Prince Rupert City Council will apply for $200,000 in grant funding to cover the cost of a public washroom facility, like the Portland Loo, to be installed in the downtown area. (Photo courtesy Portland Loo)

$200,000 for public washroom facility

Prince Rupert City Council to apply for restroom funding to assist the vulnerable population

The public and merchants of Prince Rupert may find a little relief with the installation of a 24-hour stand-alone public washroom facility for which the City of Prince Rupert will apply for $200,000 in funding to complete.

The funding application grant will be made to the Prince Rupert Aboriginal Community Services Society (PRACS). The society receives funding from the federal government through its investment allocation to the city by way of the Reaching Home: Canada’s Homeless Strategy, Corinne Bomben chief financial officer for the City of Prince Rupert told the city council at its regular meeting on Feb. 8.

“This particular funding stream is intended to help communities extend their response to COVID-19 and its impact on the homeless,” she said.

Bomben said that the PRACS believe a stand-alone washroom is an appropriate response to aide the homeless with basic hygiene facilities to assist in stopping the spread of COVID-19.

“Assisting the most vulnerable in obtaining basic hygiene during the COVID-19 19 pandemic provides an opportunity to help our entire community do as much as possible to stop the spread of the virus,” Bomben said. “Beyond that, making available a facility that gives those who most need it, including the general public, a dignified space to utilize restroom facilities as a compassionate service to offer and will hopefully help all those impacted.”

The washrooms would encompass certain safety characteristics and would be easy care for maintenance staff.
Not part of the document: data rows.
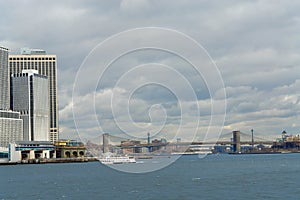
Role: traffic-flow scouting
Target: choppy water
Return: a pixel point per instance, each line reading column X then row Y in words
column 214, row 177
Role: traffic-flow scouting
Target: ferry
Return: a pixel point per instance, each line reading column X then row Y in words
column 106, row 160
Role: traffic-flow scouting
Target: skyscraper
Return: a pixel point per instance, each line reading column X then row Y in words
column 4, row 80
column 29, row 96
column 11, row 126
column 37, row 59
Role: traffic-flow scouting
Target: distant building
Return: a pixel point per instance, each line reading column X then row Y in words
column 11, row 127
column 37, row 59
column 29, row 96
column 70, row 149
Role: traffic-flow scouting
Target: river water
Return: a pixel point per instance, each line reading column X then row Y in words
column 274, row 176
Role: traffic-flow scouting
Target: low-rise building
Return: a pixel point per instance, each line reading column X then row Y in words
column 70, row 149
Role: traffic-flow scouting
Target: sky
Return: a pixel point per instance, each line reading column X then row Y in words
column 251, row 48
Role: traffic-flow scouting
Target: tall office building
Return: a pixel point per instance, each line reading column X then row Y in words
column 4, row 79
column 46, row 65
column 29, row 96
column 11, row 126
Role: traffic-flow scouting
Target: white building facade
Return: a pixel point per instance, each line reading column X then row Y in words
column 37, row 59
column 29, row 96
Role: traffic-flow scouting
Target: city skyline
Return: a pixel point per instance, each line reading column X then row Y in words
column 253, row 43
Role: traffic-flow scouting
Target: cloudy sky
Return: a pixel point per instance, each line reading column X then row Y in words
column 254, row 44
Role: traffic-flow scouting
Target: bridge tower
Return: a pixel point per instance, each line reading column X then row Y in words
column 105, row 142
column 236, row 141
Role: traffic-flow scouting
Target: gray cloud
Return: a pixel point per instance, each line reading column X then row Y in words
column 254, row 43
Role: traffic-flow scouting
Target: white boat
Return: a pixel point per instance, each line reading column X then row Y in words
column 116, row 159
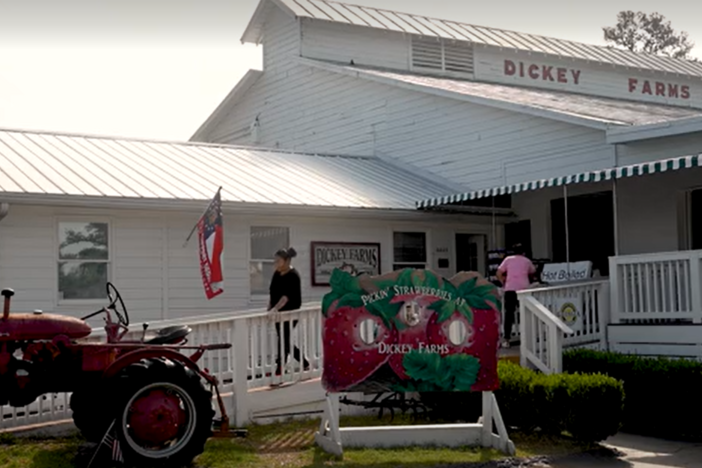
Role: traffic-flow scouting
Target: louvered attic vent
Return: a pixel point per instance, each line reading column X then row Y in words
column 437, row 55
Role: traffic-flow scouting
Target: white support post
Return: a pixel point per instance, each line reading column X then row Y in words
column 614, row 290
column 695, row 287
column 524, row 335
column 329, row 435
column 604, row 316
column 487, row 419
column 240, row 356
column 555, row 349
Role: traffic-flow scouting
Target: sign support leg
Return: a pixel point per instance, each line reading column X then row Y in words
column 329, row 435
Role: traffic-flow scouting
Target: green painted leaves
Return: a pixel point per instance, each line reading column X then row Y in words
column 455, row 372
column 346, row 288
column 479, row 297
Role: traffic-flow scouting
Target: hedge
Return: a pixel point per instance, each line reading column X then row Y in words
column 663, row 395
column 589, row 407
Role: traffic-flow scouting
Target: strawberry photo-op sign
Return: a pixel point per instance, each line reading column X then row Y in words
column 410, row 331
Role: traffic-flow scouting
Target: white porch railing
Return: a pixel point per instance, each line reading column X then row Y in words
column 543, row 333
column 249, row 365
column 591, row 300
column 656, row 288
column 541, row 336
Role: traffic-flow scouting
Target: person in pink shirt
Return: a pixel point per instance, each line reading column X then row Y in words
column 515, row 273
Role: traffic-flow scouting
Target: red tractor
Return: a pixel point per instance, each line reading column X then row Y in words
column 152, row 392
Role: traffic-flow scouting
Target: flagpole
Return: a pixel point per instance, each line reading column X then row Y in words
column 185, row 244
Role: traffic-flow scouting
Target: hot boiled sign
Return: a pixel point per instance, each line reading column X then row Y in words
column 410, row 330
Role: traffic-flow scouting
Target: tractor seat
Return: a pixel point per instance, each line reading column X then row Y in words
column 170, row 335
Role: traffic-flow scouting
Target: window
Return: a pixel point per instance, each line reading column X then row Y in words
column 265, row 241
column 83, row 260
column 438, row 55
column 409, row 250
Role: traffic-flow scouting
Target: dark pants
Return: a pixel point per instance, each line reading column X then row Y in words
column 511, row 306
column 286, row 345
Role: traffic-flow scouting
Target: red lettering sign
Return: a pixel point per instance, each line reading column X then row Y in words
column 542, row 72
column 659, row 88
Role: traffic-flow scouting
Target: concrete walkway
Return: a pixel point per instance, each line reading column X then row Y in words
column 640, row 452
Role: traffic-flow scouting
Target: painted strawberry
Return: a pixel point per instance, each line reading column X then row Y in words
column 438, row 333
column 348, row 360
column 411, row 323
column 486, row 323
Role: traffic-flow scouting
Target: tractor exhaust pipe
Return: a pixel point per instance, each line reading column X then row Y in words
column 7, row 293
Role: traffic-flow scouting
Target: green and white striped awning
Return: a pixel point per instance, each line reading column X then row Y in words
column 664, row 165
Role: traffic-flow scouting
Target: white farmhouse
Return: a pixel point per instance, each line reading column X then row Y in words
column 553, row 131
column 80, row 210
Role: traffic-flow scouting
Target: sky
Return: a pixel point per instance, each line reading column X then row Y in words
column 156, row 69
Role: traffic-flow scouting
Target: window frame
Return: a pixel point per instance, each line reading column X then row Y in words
column 427, row 242
column 87, row 219
column 261, row 297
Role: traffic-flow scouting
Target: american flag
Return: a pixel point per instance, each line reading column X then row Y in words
column 211, row 246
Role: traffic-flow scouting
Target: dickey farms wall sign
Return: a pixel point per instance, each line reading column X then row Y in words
column 354, row 258
column 588, row 78
column 410, row 330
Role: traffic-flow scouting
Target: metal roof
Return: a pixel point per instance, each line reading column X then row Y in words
column 34, row 164
column 596, row 109
column 425, row 26
column 653, row 167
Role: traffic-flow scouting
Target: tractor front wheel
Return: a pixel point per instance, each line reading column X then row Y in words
column 164, row 416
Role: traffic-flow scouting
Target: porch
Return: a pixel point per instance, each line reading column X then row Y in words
column 650, row 305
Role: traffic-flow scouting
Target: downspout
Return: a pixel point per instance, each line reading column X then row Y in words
column 615, row 201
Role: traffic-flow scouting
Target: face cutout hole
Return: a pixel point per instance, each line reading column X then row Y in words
column 457, row 333
column 369, row 331
column 410, row 313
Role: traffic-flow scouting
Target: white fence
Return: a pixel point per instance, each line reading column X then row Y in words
column 657, row 288
column 249, row 365
column 556, row 317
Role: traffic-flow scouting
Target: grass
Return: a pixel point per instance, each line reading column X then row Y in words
column 290, row 445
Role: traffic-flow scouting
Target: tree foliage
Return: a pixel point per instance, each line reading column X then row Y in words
column 649, row 33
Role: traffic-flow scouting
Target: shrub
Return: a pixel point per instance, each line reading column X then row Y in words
column 662, row 394
column 589, row 407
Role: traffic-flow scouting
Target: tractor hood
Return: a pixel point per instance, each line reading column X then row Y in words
column 41, row 326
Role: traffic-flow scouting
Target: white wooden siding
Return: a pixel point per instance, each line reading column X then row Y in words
column 160, row 279
column 365, row 46
column 281, row 39
column 594, row 79
column 480, row 147
column 659, row 148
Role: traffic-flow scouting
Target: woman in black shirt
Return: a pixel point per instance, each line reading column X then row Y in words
column 286, row 294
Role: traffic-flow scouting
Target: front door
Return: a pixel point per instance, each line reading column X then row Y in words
column 470, row 252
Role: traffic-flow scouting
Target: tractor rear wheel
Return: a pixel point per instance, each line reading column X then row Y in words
column 89, row 413
column 164, row 413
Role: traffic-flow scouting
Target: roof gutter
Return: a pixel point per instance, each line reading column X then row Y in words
column 195, row 207
column 634, row 133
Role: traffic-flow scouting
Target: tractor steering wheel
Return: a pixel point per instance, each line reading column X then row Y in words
column 122, row 316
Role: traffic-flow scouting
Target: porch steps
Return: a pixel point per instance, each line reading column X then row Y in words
column 509, row 354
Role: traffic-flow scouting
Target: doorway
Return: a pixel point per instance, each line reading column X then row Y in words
column 695, row 217
column 470, row 252
column 590, row 229
column 519, row 233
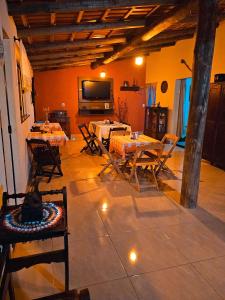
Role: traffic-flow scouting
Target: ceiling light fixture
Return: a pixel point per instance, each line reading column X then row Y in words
column 139, row 60
column 102, row 74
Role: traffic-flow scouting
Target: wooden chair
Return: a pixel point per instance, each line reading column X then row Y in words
column 169, row 141
column 113, row 159
column 113, row 132
column 45, row 156
column 140, row 160
column 88, row 138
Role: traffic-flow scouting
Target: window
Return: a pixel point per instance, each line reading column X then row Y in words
column 23, row 109
column 151, row 94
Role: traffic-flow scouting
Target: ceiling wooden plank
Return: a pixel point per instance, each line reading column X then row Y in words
column 76, row 44
column 75, row 6
column 104, row 15
column 62, row 66
column 129, row 12
column 177, row 15
column 40, row 31
column 67, row 60
column 38, row 57
column 152, row 10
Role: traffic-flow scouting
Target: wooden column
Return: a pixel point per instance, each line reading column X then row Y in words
column 203, row 55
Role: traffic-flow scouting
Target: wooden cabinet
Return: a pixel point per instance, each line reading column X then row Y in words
column 156, row 119
column 60, row 116
column 214, row 139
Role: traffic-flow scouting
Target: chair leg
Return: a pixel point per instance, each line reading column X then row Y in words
column 105, row 167
column 155, row 179
column 131, row 173
column 136, row 178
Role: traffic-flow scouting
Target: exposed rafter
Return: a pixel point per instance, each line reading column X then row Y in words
column 75, row 6
column 66, row 60
column 63, row 54
column 62, row 66
column 177, row 15
column 129, row 13
column 23, row 33
column 104, row 15
column 76, row 44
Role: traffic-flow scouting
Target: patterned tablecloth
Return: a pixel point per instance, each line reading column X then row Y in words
column 102, row 130
column 56, row 138
column 49, row 127
column 124, row 144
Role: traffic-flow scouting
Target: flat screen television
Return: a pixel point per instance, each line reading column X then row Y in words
column 98, row 90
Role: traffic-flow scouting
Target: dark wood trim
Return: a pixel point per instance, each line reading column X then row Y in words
column 67, row 60
column 35, row 7
column 69, row 54
column 203, row 55
column 39, row 31
column 177, row 15
column 75, row 44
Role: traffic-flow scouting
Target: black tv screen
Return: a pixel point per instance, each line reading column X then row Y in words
column 96, row 90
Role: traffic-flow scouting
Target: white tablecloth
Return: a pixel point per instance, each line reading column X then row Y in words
column 102, row 130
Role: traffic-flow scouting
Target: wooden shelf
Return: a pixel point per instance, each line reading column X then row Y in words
column 130, row 88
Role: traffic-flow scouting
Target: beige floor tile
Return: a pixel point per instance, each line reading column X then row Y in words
column 91, row 261
column 145, row 251
column 213, row 271
column 115, row 290
column 196, row 241
column 181, row 283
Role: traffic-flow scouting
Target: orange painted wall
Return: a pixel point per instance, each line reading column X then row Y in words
column 57, row 86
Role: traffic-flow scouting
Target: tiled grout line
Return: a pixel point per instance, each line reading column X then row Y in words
column 119, row 258
column 206, row 281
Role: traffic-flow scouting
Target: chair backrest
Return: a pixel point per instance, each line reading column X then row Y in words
column 42, row 151
column 84, row 131
column 103, row 149
column 170, row 140
column 117, row 131
column 156, row 147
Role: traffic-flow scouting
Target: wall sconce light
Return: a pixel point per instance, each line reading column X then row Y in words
column 139, row 60
column 102, row 74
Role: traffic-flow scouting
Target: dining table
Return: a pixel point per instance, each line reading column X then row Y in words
column 102, row 128
column 126, row 144
column 55, row 138
column 48, row 126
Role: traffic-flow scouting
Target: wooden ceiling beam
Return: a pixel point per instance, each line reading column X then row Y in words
column 39, row 57
column 76, row 44
column 63, row 66
column 66, row 60
column 75, row 6
column 161, row 41
column 152, row 11
column 177, row 15
column 43, row 31
column 129, row 12
column 104, row 15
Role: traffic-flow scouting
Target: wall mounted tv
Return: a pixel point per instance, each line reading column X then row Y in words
column 94, row 89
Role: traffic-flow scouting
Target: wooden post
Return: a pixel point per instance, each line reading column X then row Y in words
column 203, row 55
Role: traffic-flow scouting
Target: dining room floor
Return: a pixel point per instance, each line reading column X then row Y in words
column 127, row 245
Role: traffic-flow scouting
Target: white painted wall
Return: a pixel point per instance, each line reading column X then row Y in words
column 165, row 65
column 19, row 130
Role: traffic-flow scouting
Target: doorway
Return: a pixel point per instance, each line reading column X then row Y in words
column 183, row 109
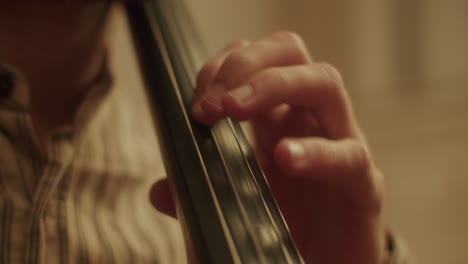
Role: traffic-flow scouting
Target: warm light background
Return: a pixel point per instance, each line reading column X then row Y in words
column 406, row 66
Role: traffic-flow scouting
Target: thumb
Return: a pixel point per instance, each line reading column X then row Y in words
column 161, row 198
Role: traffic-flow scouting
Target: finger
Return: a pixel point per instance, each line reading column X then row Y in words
column 280, row 49
column 208, row 72
column 343, row 162
column 313, row 86
column 161, row 198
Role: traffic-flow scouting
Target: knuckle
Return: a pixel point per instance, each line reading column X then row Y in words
column 331, row 71
column 274, row 76
column 330, row 87
column 361, row 158
column 289, row 36
column 238, row 59
column 237, row 44
column 295, row 41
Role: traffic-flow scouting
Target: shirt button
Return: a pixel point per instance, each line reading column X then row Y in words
column 6, row 84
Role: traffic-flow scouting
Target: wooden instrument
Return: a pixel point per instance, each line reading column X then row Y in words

Maintaining the unit is estimated to be mid-range of $30,000 per year based on feedback from other B.C. municipalities who have similar facilities.

“Should there be no new sources of revenue to offset this operating cost it is presently calculated that this increase in service would result in a 0.15 per cent property tax increase if the service was in place from the beginning of the year,” Bomben said.

As the service will not be in place for a full year, only half of the estimated budget would be included in the 2021 fiscal year, with the other half in 2022, Bomben said.

Councillor Barry Cunnigham said the public washroom facilities are long overdue and many businesses and residents have complained about the lack of public facilities available and the effects it has on the downtown businesses.

It will provide a service not just to the vulnerable, but to shoppers and tourists downtown as many retailers and businesses do not permit the public to use private restrooms, Cunnigham said.

“And as far as funding for maintenance – I know the Port has agreed to fund the first-year maintenance to it from what I understand and Community Futures is looking to find funding for it too,” Cunnigham said.

“I think it’s a win-win with the initial capital of almost a quarter of a million dollars being given to the city for this for nothing. I think that’s a great idea,” Cunningham said.